1

In Tibira, auf den Inseln von Wintermoor, lebte eine alte Zwergin. Sie zeigte sich nur selten ihren Mitzwergen, denn sie verachtete das Leben. Ihr Mann war früh in einem der Elfenkriege gefallen; seit Jahrzehnten musste sie sich alleine durchkämpfen. Niemand kümmerte sich um sie und sie kümmerte sich um niemanden. Sie hasste den Unaussprechlichen und Unerkennbaren dafür, dass er ihr so ein mühseliges und nutzloses Leben zumutete. 

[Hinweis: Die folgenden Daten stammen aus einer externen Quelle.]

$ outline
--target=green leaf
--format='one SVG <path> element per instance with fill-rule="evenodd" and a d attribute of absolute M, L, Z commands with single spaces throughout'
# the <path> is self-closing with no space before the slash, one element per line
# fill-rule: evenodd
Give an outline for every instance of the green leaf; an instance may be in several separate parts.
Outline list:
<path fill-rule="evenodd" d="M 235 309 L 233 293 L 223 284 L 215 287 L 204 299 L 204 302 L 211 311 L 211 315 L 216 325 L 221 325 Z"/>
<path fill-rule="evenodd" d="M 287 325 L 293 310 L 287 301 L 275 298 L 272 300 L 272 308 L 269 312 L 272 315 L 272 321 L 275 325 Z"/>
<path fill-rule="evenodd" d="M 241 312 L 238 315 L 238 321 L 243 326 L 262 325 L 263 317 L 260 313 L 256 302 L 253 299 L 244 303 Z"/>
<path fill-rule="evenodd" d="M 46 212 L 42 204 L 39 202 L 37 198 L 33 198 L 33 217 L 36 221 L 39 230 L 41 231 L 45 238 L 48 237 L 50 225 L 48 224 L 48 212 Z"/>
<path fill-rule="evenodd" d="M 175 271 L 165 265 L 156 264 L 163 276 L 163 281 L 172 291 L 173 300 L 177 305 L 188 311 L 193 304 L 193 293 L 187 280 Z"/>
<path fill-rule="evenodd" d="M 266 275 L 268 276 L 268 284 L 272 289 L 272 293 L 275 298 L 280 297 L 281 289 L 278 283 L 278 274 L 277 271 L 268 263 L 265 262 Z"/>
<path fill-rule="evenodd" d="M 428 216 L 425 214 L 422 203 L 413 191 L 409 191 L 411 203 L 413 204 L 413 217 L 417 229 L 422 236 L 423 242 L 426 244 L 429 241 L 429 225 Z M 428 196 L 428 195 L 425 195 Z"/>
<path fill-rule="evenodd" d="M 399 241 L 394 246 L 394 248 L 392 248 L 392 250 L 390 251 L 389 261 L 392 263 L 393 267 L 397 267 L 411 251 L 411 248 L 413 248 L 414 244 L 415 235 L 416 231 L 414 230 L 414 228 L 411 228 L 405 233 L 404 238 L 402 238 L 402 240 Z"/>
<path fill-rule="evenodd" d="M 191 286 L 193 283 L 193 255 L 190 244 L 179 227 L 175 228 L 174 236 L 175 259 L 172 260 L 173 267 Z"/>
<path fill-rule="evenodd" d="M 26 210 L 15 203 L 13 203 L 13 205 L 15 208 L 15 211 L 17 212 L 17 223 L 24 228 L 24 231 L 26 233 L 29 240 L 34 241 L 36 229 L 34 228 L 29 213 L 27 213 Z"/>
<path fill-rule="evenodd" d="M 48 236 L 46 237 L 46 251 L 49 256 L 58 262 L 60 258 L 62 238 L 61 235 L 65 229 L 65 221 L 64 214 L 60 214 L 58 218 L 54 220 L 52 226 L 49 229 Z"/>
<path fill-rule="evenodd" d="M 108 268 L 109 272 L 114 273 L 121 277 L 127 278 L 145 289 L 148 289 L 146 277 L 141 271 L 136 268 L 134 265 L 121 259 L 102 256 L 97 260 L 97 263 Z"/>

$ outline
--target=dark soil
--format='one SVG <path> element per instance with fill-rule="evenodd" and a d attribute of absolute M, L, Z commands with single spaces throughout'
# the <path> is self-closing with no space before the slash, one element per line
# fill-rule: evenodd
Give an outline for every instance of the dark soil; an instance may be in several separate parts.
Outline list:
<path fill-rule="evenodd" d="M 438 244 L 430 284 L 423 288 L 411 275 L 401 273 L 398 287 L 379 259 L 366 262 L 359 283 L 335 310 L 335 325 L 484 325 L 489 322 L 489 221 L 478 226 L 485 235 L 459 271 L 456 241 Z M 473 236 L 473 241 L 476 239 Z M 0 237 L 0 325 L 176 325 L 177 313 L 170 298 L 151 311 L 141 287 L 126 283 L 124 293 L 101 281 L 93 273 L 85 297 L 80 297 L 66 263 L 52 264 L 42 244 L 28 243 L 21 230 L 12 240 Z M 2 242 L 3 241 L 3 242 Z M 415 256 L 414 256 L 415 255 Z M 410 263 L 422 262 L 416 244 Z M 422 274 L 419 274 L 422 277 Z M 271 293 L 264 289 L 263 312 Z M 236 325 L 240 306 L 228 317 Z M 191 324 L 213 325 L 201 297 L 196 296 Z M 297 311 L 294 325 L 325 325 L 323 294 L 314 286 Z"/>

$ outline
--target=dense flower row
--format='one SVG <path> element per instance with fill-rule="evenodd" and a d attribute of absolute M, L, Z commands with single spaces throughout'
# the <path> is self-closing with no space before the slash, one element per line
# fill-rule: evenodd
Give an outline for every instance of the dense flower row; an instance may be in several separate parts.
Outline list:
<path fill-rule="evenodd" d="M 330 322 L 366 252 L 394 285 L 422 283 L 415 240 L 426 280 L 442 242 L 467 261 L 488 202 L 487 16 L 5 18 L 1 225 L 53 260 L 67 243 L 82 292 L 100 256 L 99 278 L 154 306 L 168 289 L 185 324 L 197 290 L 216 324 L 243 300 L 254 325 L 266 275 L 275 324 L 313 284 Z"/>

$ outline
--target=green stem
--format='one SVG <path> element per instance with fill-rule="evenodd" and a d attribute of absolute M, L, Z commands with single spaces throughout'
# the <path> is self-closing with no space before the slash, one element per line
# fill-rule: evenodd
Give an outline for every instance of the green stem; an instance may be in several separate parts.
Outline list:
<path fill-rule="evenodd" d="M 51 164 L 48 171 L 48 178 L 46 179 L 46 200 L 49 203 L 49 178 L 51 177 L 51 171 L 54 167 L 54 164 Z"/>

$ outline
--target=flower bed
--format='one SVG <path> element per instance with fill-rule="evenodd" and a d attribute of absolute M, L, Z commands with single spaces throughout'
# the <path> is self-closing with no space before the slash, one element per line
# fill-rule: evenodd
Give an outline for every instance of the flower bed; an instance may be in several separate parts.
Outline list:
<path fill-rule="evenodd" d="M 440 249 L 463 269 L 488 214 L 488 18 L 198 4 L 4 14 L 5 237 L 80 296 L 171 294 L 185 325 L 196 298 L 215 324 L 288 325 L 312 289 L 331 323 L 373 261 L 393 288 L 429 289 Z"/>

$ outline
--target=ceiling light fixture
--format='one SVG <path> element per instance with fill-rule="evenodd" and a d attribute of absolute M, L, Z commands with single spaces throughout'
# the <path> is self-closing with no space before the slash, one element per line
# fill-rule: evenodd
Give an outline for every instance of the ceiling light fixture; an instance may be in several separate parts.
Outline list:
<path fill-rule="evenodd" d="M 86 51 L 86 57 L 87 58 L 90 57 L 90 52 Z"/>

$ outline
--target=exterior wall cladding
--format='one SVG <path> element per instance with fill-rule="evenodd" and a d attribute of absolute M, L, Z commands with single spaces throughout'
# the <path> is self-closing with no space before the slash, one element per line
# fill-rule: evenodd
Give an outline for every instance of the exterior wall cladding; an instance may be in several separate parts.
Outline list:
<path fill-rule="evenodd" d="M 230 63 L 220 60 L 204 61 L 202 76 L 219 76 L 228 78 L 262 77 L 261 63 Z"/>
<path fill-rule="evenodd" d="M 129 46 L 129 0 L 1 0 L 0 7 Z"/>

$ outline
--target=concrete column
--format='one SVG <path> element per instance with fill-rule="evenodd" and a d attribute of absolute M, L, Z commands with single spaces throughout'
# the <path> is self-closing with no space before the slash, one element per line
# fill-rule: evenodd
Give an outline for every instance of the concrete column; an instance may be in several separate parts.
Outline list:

So bitter war sie, dass sie jeden Tag kurz davor stand, sich in einen hässlichen Troll zu verwandeln. Die alte Zwergin begriff selbst nicht, warum sie nicht schon lange zu einem diesen wütenden, haarigen Kreaturen der Nacht geworden war. Es würde ihr ganz gut passen, ihre Nachbarn nachts als Troll heimzusuchen und ihnen das Leben schwerzumachen. Pater Fjodor vom Menschenkloster Sankt Isaak bei Kam, der ihr einmal in der Woche etwas zu Essen brachte, bezeichnete die ausbleibende Verwandlung als eine Gnade.  

»Pah, Gnade«, sagte die alte Witwe zu sich. »Was ist so gnadenvoll daran, eine mittellose Zwergin zu sein? Lieber wäre ich ein Troll, dann wäre ich frei, umherzustreifen und zu plagen, wen ich will!« 

In einer klirrend kalten Nacht, als der Frost die Tannen um ihr Häuschen wie Silber glitzern ließ, beschloss sie endlich, die Tür aufzulassen und das Zeichen des Namesda vom Torbogen zu reißen und in den Schnee zu schmeißen. Sollten die Trolle doch kommen und sie holen. Es war ihr recht. Vielleicht würde sie dann endlich selbst ein Troll werden. 

2

Das Zeichen des Namesda war ein Versprechen. Ein Versprechen, dass ein König kommen würde, um die Elfen und Zwerge zu versöhnen und die Menschen aus der Aetherwelt zu vertreiben. Die alte Zwergin hatte lange auf den Namesda gewartet. Sie hatte sich lange danach gesehnt, dass er endlich Frieden und ein besseres Leben bringen würde. Aber er kam nicht. Stattdessen war sie ausgerechnet auf die Almosen eines Menschen angewiesen – eines dieser Eindringlinge von der Erde. Was für eine Demütigung für eine stolze Zwergin. 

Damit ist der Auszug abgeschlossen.